Por que você gasta? Por que compra coisas, úteis ou inúteis? Por que você gasta o que não tem? Estas perguntas, de respostas mais ou menos óbvias, são agora objeto de uma ciência, a neuroeconomia.
Você gasta porque pode gastar, ora bolas. Ou porque se pendura no crédito, o que também significa poder gastar. Se gasta o que não tem, é por ser um irresponsável, com forte vocação para caloteiro. Se compra coisas úteis, é porque delas precisa. Se compra as inúteis, é porque deixou-se levar pela lábia dos publicitários.
Ocorre que, enunciando assim de maneira simples as respostas a perguntas simples, você não vai muito longe. Melhor dar uma aura científica ao banal. Nada melhor que uma teoria complexa, o que pode lhe dar renome e, conseqüentemente, dividendos.
Leio na Zero Hora reportagem sobre Paul Zak, o cientista – ou sei lá como defini-lo – que vê o impacto dos hormônios na tomada de decisões econômicas. Você não é mais livre quando decide se compra isto ou aquilo. Muito menos escravo do consumismo, disto você está absolvido. A culpa é da perversa oxitocina.
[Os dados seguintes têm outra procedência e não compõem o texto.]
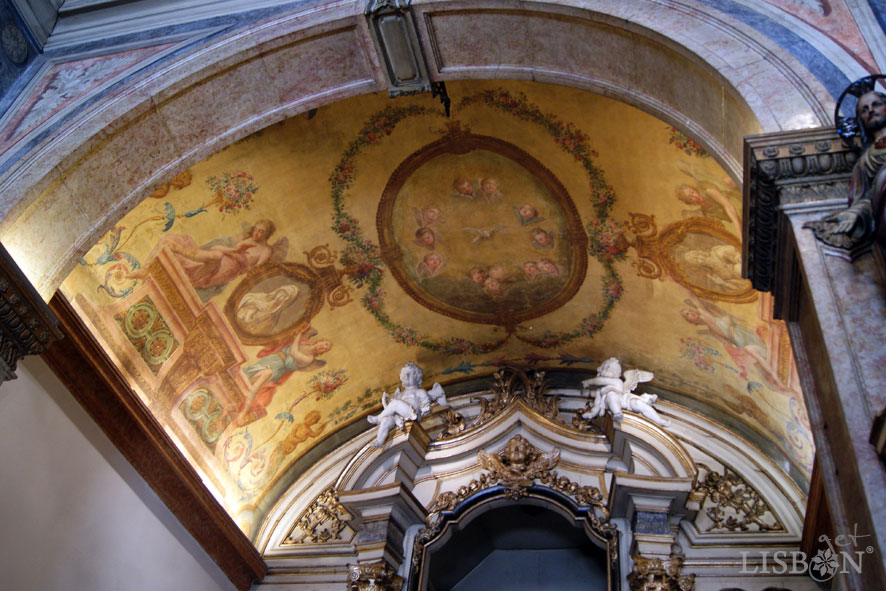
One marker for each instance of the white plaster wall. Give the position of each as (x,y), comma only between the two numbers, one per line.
(75,515)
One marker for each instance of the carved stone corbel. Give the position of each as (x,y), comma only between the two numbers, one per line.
(655,574)
(375,576)
(27,325)
(789,171)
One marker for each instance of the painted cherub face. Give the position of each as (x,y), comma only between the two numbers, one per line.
(527,212)
(463,186)
(497,272)
(259,232)
(425,236)
(690,195)
(691,316)
(478,275)
(492,285)
(548,267)
(542,237)
(489,186)
(433,261)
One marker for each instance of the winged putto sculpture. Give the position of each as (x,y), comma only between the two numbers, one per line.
(616,394)
(409,404)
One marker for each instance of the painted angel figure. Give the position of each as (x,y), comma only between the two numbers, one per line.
(409,404)
(211,266)
(616,395)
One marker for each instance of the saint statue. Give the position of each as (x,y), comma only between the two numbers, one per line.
(850,232)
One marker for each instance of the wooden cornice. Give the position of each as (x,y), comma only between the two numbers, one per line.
(27,326)
(81,364)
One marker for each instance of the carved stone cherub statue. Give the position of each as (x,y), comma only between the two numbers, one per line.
(616,395)
(409,404)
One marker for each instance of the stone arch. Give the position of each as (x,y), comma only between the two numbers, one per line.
(72,179)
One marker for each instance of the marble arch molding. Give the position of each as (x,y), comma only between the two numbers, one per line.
(641,492)
(698,69)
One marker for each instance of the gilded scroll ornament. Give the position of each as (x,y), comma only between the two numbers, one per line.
(850,232)
(732,504)
(518,466)
(322,521)
(375,576)
(509,384)
(655,574)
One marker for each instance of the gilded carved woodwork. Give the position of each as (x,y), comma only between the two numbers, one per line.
(322,521)
(519,466)
(375,576)
(509,385)
(731,504)
(655,574)
(27,326)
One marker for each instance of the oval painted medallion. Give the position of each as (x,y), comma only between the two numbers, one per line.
(475,228)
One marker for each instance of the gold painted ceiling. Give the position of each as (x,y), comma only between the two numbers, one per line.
(262,300)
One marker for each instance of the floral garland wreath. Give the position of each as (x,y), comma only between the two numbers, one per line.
(363,262)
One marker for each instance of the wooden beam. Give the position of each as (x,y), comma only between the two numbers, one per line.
(81,364)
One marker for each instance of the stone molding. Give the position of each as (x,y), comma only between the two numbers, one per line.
(793,170)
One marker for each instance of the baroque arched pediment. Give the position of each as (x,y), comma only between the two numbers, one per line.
(365,503)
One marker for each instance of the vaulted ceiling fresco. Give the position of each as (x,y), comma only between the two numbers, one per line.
(262,300)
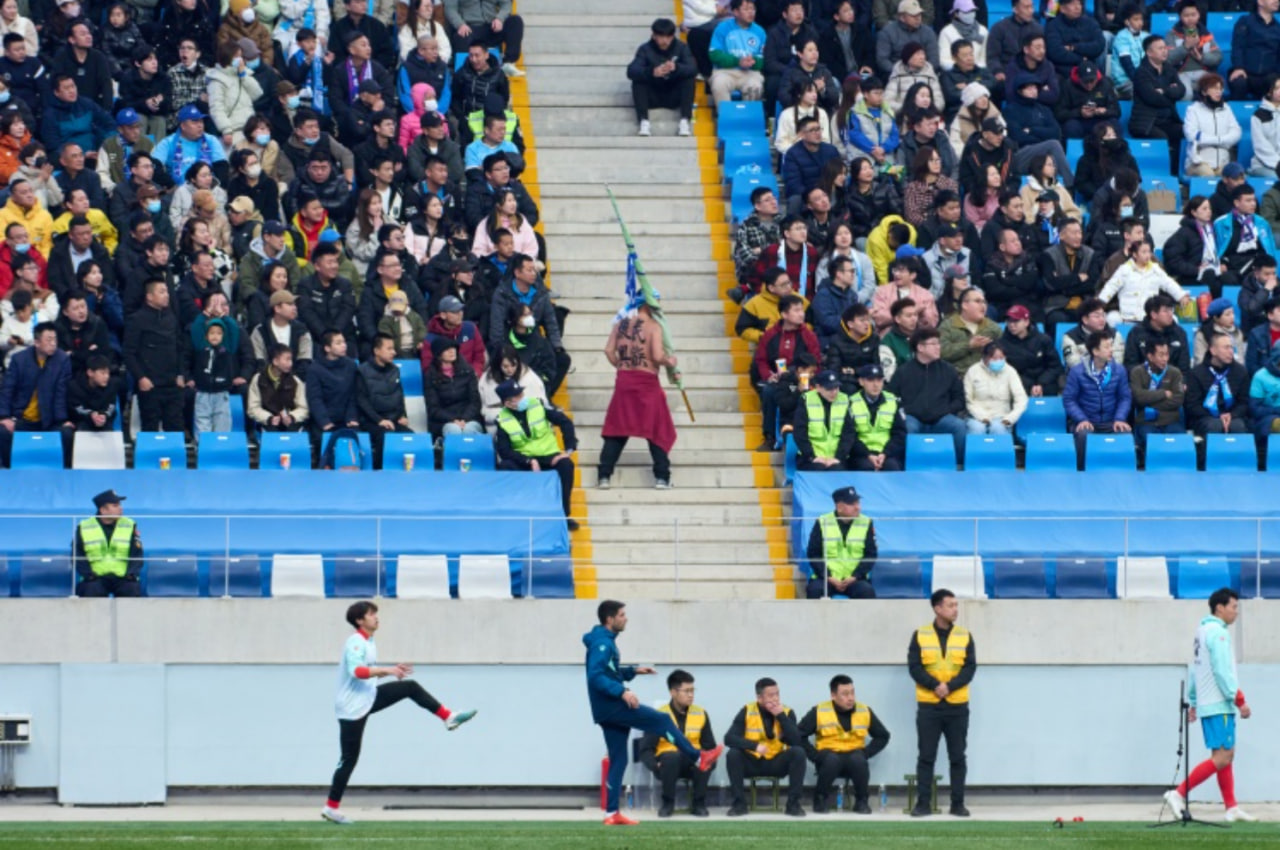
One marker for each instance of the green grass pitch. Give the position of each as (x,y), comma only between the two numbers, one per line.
(812,832)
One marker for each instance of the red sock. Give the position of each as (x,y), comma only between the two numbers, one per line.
(1226,782)
(1200,773)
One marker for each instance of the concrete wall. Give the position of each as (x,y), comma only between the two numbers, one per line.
(214,693)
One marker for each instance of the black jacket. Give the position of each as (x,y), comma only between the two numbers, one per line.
(928,392)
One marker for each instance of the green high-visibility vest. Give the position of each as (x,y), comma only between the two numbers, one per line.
(842,553)
(873,433)
(108,557)
(540,439)
(826,439)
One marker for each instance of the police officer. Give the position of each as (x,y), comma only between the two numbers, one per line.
(667,762)
(880,426)
(942,662)
(842,548)
(764,740)
(821,426)
(108,551)
(526,442)
(842,726)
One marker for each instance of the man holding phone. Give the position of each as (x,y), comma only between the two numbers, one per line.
(663,74)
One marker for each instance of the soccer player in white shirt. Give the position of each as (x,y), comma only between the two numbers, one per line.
(359,698)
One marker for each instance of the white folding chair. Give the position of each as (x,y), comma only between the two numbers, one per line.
(97,451)
(423,576)
(484,576)
(960,574)
(297,575)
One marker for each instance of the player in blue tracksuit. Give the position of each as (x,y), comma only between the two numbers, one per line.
(617,711)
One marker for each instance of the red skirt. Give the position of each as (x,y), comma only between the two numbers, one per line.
(639,408)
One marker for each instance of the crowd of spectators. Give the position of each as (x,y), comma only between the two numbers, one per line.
(265,204)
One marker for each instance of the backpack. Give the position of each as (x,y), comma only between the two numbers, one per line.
(343,451)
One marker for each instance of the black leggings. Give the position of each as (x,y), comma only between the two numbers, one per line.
(351,734)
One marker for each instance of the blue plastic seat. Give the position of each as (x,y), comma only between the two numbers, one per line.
(1230,452)
(236,576)
(37,451)
(397,447)
(46,576)
(275,444)
(1170,453)
(172,576)
(1043,415)
(1019,579)
(476,448)
(356,577)
(1110,452)
(931,452)
(1200,577)
(897,579)
(223,451)
(1050,452)
(1082,579)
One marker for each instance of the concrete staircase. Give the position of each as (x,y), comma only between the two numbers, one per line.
(668,190)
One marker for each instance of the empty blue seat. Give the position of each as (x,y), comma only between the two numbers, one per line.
(1043,415)
(236,576)
(275,446)
(1050,452)
(1082,579)
(897,579)
(1110,452)
(1230,452)
(172,576)
(411,376)
(990,452)
(1019,579)
(1170,453)
(356,577)
(37,451)
(476,448)
(398,447)
(931,452)
(46,576)
(1200,577)
(223,451)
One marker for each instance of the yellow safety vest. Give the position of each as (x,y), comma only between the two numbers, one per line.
(873,433)
(826,439)
(540,439)
(942,666)
(842,553)
(832,736)
(755,732)
(108,557)
(695,721)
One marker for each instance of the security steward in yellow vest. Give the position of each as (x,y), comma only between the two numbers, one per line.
(108,551)
(846,736)
(525,441)
(764,740)
(878,423)
(942,662)
(842,551)
(822,430)
(668,763)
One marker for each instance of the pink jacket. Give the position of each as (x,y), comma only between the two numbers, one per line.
(885,297)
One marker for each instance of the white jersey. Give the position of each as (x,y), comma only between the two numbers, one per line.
(356,695)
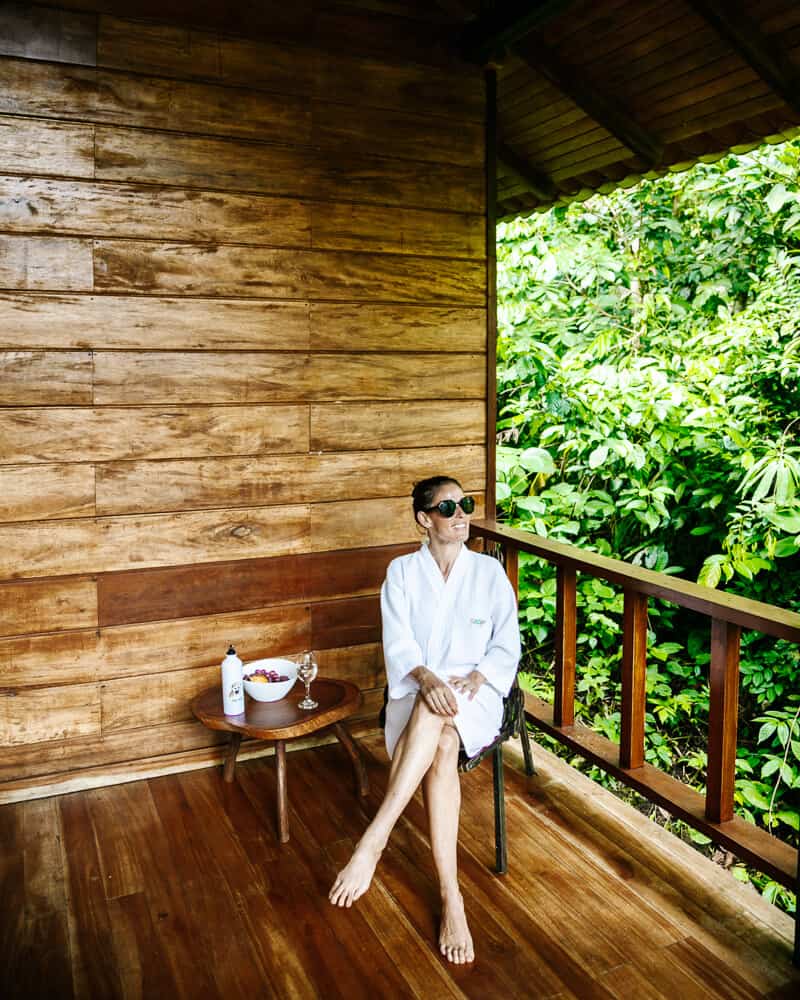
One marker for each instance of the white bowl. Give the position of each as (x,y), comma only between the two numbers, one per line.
(274,690)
Diz Paul Zak: “Os seres humanos são criaturas emocionais e isso afeta a nossa tomada de decisão e a dos mercados. Também somos criaturas biológicas, temos necessidades e desejos que são movidos por fisiologia. O que minha pesquisa tem mostrado é que pequenas mudanças na química do cérebro podem ter profundos efeitos comportamentais. Se vamos colaborar com os outros ou tentar tomar o dinheiro deles, se escolhemos investimentos seguros ou de risco, e se agiremos de forma ética ou se nos comportaremos como psicopatas”.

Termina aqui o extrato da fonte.